Издалека его глаза выглядят светлыми, однако невозможно понять, какого они цвета. Зато взгляд чувствуется очень хорошо: тяжёлый, старческий. «Взгляд, который многое повидал», — так обычно о нём говорят люди. Нижнюю часть лица и шею скрывает блестящая маска. Она состоит из металлических пластин, главная из которых треугольной формы. Массивное основание фигуры находится прямо напротив рта. Создаётся впечатление, что эта маска, подобно наручникам, призвана ограничивать свободу: если они сковывают руки, то маска должна запрещать рождать какие-либо звуки. На лбу блестит символ всхода. Длинные, ниже лопаток, белые волосы серебристого оттенка кажутся седыми. Над головой сияет нимб, только расположен он непривычно — вертикально, немного позади головы, а не сверху. Длинное белое облачение со стоячим воротником обтягивает крепкую грудь. Широкие рукава скрывают ладони, но правая покажется совсем скоро, а левую, прозванную карающей, хотелось бы видеть как можно реже.

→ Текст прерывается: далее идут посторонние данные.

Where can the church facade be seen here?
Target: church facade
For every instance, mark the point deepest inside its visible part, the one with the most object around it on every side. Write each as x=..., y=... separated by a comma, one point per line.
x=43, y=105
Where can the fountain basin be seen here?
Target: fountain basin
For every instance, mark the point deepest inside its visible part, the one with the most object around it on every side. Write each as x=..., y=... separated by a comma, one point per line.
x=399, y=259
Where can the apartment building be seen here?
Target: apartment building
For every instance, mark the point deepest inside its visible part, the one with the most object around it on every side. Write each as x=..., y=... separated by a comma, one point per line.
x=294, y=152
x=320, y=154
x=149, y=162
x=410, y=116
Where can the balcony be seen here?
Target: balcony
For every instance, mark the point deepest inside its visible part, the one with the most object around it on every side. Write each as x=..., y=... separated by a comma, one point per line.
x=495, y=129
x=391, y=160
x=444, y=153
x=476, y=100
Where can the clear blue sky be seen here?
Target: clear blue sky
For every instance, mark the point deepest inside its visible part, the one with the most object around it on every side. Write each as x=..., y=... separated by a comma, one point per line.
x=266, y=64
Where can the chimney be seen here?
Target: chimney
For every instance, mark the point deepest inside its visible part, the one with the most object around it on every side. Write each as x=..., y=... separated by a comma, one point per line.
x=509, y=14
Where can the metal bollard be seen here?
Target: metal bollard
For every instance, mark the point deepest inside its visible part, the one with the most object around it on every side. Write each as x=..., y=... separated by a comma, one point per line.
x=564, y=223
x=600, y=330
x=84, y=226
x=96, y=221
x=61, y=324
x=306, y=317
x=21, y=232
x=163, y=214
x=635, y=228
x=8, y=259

Верховный Наставник ступает медленно, и полы одежды почти не шевелятся. Он обводит зал своим тяжёлым взглядом с таким видом, словно знает грехи каждого, словно обещает неизбежное Воздаяние…

Верховный Наставник объединил представителей разных религий, предложил людям новый взгляд на мир в то время, когда они, отчаявшиеся и настрадавшиеся, нуждались в вере. И вот благочестивые прихожане трепещут перед Ним. Говорят, что приверженцы других религий и даже атеисты испытывают страх.

Боюсь ли его я?..

Мы сами должны общаться с Богом.

Если бы Верховный Наставник мог читать мысли, то за одну уже эту Децеливират приговорил бы меня к Воздаянию. Тогда бы смертная казнь показалась мне меньшим из зол.

Верховный Наставник останавливается немного в стороне от алтаря и с амвона произносит:

— Olivarum. Восхождение.

Маска на лице не мешает Ему говорить. Властный, немного искусственный голос растекается по храму со скоростью солнечных лучей, озаряющих зал.

— Высшие силы есть инновационные технологии, и только они могут сохранить человечество.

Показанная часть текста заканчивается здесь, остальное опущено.